Le projet de loi prévoit, en son article 6, une définition plus précise des trésors nationaux dans le code du patrimoine.
Cette définition continue à inclure les œuvres des collections des musées de France, les objets mobiliers classés monuments historiques, ainsi que les autres biens présentant un intérêt majeur pour le patrimoine national du point de vue de l’histoire, de l’art ou de l’archéologie.
Par ailleurs, elle concerne désormais tous les biens culturels relevant tant du domaine public, au sens du code général de la propriété des personnes publiques, que des archives publiques.
Cette définition, plus claire, lève les ambiguïtés de la loi qui avaient été jusqu’à maintenant tranchées par la jurisprudence.
Le renversement de la charge de la preuve est évidemment un point important, puisque notre droit présume la bonne foi du possesseur d’un bien, en application de l’article 2274 du code civil. Toutefois cette évolution est très encadrée, avec des critères communs pour interpréter de manière harmonisée la notion de diligence requise de l’acquéreur, et elle est limitée au cas des restitutions d’État à État d’un bien culturel défini comme trésor national.

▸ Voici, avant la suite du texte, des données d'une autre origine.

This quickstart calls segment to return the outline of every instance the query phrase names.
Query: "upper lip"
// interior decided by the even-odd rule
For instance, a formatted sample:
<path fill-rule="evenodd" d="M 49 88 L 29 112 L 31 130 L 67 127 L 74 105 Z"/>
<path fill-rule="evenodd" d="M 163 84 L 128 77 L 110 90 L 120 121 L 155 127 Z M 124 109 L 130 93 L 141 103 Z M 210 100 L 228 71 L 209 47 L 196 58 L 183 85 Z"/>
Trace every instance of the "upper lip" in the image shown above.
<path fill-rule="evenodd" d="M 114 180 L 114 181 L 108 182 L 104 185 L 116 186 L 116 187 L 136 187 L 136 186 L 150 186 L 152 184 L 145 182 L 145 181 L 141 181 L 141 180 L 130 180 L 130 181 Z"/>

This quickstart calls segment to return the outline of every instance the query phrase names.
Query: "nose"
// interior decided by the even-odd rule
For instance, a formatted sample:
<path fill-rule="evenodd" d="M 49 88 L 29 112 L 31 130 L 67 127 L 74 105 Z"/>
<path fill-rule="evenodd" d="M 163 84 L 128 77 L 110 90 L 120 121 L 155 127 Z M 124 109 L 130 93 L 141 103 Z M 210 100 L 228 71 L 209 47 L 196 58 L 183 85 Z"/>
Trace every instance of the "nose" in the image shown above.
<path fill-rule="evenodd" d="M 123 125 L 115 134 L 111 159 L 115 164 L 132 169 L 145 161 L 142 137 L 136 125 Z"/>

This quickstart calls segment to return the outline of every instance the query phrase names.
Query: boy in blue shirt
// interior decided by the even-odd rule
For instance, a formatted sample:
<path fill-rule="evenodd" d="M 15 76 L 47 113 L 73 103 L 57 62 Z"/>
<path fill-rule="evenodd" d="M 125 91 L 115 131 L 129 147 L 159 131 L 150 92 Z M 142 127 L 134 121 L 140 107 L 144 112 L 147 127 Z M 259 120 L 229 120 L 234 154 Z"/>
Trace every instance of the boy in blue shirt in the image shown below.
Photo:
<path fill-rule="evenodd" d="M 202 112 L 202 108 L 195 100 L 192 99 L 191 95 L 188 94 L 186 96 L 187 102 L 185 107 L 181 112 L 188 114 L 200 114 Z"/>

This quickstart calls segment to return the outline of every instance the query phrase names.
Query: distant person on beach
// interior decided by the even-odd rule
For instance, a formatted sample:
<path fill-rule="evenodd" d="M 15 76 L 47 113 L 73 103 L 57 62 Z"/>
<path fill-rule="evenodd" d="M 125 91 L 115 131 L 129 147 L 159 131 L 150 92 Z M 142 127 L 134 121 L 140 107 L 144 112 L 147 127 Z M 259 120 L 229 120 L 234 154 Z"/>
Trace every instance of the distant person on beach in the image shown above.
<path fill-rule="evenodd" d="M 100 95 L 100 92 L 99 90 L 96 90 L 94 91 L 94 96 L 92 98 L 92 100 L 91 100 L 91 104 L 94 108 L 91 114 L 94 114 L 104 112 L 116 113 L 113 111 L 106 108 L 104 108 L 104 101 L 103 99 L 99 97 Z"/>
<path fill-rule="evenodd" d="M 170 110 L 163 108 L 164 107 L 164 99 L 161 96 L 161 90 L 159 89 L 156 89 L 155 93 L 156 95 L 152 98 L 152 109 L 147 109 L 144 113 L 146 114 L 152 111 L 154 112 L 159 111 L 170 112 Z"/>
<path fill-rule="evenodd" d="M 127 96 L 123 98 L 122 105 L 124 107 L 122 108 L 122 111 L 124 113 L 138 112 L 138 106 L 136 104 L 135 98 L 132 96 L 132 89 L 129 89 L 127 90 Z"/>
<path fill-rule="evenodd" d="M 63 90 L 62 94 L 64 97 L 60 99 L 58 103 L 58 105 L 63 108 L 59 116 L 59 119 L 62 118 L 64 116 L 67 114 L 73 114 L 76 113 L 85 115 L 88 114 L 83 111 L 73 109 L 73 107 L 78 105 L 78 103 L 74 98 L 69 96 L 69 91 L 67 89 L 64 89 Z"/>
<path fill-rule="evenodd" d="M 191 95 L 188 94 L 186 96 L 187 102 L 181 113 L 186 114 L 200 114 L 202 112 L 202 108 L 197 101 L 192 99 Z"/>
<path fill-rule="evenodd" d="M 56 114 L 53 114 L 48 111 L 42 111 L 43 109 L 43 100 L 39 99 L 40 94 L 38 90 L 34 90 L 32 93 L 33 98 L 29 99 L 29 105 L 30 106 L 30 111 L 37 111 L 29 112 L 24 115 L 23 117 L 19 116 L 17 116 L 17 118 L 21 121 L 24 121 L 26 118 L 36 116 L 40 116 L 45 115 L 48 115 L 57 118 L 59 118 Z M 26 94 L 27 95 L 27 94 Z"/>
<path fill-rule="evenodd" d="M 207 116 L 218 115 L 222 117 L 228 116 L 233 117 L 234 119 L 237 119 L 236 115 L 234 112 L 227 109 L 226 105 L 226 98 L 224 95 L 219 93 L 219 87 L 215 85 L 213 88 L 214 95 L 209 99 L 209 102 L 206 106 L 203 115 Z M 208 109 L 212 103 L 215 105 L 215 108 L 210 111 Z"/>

C’est d’ailleurs la raison pour laquelle les représentants du marché de l’art que j’ai interrogés n’ont pas remis en cause cette disposition, tout en reconnaissant le changement majeur qu’elle induit pour la profession.
Au final, les articles 6 et 6 bis du projet de loi sont fidèles à la directive et devraient permettre de mieux lutter contre le trafic des biens culturels qui nous préoccupe tous.
Pour résumer l’esprit de ses travaux, je rappellerai que la commission de la culture s’est efforcée d’éviter toute infraction au droit communautaire afin que la France ne soit pas sanctionnée, en ayant à l’esprit de garantir l’effectivité des nouveaux dispositifs proposés. Les mesures sont complexes ; il nous semble important de les rendre utiles.
Je dois tout de même faire part en cet instant de mon étonnement en découvrant le faible degré d’information relative à l’incidence réelle de ce texte. Cette remarque vise particulièrement les droits voisins et les œuvres orphelines : je n’ai pu obtenir aucune évaluation du nombre de cas concernés, et je ne peux manquer de m’interroger sur le nombre de cas concrets visés par des dispositifs législatifs aussi complexes.
Néanmoins, compte tenu de l’ensemble de mes observations, je vous propose, mes chers collègues, d’adopter le présent projet de loi tel que la commission l’a modifié.